On July 9, 2005, off the island of Corsica, all doubts were erased. Bernabé descended to 330 meters wearing Ralf Tech equipment, including the prototype watch, setting a new world record that still stands. (Hughye is proud to point out that the watch kept running even after Bernabé’s electronic dive computer, the device that was supposed to be its backup, failed at 300 meters.) Hughye quickly realized that it was his watch — not a Rolex, Omega or Blancpain Fifty Fathoms — that was now associated with a diving milestone, and jumped at the chance to market it in dive shops throughout Europe. Dubbing it the WR-1 (for World Record), he ordered 500 more from the workshop in Lajoux. It was when he approached a few Paris jewelers with the watches, who told him he should be charging more for them, that Hughye realized he might be able to build this side project into a going concern. He sold the Ralf Tech diving equipment company (which subsequently went bankrupt) but kept rights to the name, using it for a new line of watches, all modeled on the WR-1 prototype and still made in Lajoux by a team of 15 watchmakers.

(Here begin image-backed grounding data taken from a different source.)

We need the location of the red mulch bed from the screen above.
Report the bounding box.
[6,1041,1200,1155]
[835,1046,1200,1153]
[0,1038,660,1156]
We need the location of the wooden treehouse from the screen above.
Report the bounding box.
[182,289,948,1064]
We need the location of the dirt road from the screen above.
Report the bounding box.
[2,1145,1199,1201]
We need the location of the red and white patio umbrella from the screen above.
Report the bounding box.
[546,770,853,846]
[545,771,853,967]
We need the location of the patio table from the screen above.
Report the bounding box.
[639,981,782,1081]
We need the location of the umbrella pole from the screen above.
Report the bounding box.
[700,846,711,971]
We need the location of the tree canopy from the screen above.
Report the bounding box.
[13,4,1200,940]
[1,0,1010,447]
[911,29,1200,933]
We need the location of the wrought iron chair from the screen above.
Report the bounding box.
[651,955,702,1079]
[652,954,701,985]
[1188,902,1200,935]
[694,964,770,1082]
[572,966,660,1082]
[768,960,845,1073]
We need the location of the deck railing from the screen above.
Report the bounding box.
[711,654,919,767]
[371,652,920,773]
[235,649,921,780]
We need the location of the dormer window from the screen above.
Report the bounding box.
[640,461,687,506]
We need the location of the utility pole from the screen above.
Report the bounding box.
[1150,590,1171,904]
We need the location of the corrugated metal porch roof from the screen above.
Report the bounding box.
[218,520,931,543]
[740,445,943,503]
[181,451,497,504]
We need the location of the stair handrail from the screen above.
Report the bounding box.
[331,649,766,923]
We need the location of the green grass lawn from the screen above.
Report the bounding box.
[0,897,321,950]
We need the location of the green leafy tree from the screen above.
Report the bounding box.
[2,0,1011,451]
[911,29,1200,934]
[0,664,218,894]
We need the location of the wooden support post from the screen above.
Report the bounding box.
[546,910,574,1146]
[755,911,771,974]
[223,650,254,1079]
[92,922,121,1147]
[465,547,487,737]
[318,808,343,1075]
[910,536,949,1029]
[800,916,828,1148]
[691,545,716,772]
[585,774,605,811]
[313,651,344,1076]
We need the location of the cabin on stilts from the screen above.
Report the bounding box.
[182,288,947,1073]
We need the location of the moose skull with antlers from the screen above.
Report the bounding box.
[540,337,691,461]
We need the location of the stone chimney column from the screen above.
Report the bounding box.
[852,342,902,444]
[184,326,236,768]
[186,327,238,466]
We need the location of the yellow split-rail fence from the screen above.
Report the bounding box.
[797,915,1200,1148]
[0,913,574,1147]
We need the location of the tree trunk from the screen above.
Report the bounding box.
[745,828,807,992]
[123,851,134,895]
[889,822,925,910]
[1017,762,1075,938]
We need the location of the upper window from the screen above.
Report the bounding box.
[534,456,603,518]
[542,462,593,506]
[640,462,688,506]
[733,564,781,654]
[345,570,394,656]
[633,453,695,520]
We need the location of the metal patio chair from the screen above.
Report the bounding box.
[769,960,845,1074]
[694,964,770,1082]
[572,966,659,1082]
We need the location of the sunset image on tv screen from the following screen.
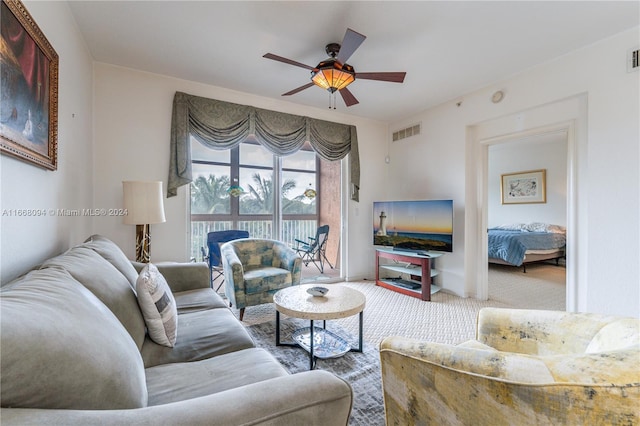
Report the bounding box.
[373,200,453,252]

Bernabe poses with the WR-1 prototype after his record-breaking dive
Ralf Tech watches are, as one might expect for a timepiece engineered to hold up 300 meters underwater, big, thick, and heavy. The cases of the two main Ralf Tech collections, the WRX Automatic and WRX Automatic Chrono, are made of 316L surgical steel (Night Explorer models have black PVD coating and Sunset Explorers have rose-gold PVD coating) and are 47.5 mm in diameter. Their curved sapphire crystals are 5.9 mm thick, with nonreflective treatment. The watches all have unidirectional rotating bezels and screw-down crowns and casebacks. Each watch comes with two interchangeable straps color- coordinated with the dial, one in alligator leather, the other in silicone. Hughye himself chooses the leather for the straps from a tannery.

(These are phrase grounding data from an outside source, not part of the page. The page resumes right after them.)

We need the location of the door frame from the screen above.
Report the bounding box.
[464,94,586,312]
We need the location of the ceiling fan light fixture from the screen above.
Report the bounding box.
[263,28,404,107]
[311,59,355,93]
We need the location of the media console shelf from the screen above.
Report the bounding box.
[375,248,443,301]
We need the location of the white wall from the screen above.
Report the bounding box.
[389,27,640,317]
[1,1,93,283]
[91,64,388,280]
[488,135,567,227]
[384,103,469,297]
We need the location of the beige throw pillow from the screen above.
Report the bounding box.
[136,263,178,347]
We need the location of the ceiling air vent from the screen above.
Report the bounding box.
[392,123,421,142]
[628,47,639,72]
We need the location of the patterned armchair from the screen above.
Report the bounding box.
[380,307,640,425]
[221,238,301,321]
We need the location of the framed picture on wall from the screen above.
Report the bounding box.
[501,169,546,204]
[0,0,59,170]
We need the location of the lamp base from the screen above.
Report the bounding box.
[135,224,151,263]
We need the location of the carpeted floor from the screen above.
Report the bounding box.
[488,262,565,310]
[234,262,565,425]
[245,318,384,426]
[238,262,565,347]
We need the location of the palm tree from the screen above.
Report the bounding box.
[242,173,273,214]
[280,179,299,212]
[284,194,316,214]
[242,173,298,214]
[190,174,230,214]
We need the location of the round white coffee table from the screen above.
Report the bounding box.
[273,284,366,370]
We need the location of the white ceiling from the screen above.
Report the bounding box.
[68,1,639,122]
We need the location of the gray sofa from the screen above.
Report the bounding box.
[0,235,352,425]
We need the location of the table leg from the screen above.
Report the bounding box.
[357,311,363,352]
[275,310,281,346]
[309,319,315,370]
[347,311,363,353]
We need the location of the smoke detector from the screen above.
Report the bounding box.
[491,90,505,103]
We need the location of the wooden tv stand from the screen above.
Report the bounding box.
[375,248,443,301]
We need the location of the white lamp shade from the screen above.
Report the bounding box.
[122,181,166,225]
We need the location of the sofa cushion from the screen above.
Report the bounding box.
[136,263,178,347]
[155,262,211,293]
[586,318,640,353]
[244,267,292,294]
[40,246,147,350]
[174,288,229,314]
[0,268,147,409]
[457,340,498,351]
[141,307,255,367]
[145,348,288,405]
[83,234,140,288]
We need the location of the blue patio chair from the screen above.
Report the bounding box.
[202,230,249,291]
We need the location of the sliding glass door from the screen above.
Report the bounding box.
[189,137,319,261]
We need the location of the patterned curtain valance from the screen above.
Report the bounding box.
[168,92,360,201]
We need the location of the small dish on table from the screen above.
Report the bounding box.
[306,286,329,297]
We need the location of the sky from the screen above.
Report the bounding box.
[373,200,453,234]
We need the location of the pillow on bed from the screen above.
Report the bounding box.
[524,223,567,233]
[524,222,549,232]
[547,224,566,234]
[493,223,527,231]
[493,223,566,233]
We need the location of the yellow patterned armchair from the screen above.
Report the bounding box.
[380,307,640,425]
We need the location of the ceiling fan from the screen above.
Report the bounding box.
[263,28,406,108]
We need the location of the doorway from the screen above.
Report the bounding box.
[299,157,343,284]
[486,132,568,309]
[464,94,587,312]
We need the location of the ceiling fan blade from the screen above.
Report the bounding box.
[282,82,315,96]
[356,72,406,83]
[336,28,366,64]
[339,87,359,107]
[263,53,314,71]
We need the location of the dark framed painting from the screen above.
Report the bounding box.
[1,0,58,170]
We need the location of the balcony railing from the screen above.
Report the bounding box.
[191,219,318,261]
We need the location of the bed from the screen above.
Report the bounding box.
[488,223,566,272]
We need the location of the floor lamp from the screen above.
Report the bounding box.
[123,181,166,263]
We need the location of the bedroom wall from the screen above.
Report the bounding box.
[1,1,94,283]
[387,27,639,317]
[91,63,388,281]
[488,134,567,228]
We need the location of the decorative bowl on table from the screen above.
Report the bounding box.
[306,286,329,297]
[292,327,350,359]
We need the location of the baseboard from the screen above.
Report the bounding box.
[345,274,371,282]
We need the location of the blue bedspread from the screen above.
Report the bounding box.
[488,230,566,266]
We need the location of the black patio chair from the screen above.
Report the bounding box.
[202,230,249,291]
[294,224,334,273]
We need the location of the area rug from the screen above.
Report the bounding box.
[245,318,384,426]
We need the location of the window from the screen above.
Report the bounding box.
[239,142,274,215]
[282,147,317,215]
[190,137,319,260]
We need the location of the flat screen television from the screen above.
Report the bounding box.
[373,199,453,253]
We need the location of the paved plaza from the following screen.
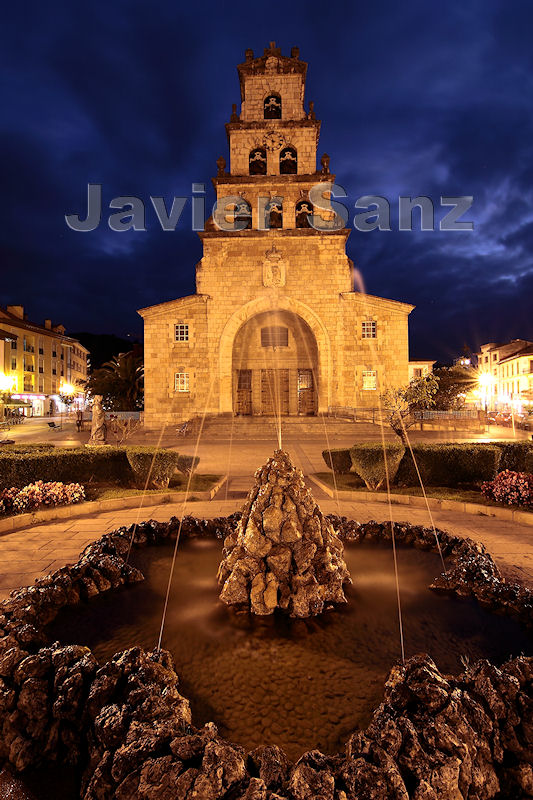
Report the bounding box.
[1,417,532,600]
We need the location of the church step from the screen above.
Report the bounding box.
[196,415,372,438]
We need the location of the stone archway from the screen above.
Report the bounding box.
[218,296,331,414]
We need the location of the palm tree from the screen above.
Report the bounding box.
[85,350,144,410]
[101,351,144,410]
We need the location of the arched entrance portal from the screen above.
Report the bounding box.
[232,310,318,416]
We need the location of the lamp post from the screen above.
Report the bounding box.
[477,373,495,416]
[0,373,15,423]
[59,383,75,430]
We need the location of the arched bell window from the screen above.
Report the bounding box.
[295,199,313,228]
[264,93,281,119]
[280,146,297,174]
[233,198,252,230]
[265,199,283,229]
[249,147,267,175]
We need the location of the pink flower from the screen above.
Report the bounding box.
[482,470,533,507]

The Automatic uses an ETA 2824-2 as its base, and its dial features the brand’s stylized water-droplet-shaped date window at 3 o’clock. The Chrono’s movement is based on an ETA 7750, with day and date in a window at 3 o’clock, 30-minute counter at 12 o’clock, 12-hour counter at 6 o’clock, and running seconds at 9 o’clock. Each model is a numbered, limited edition of 250 pieces. Automatics cost $2,450 and Chronographs are $3,950. Ralf Tech’s production is about 2,250 watches per year, a level Hughye plans to maintain going forward.
If it was a long and winding road that led Frank Hughye to the watch business, it is one he intends to follow for a while; after all, it took a while to get there. “I believe that in one life, you get several lives,” he says, “several chapters that make up the whole story.” Just don’t ask him any more about the brand name : that chapter is closed.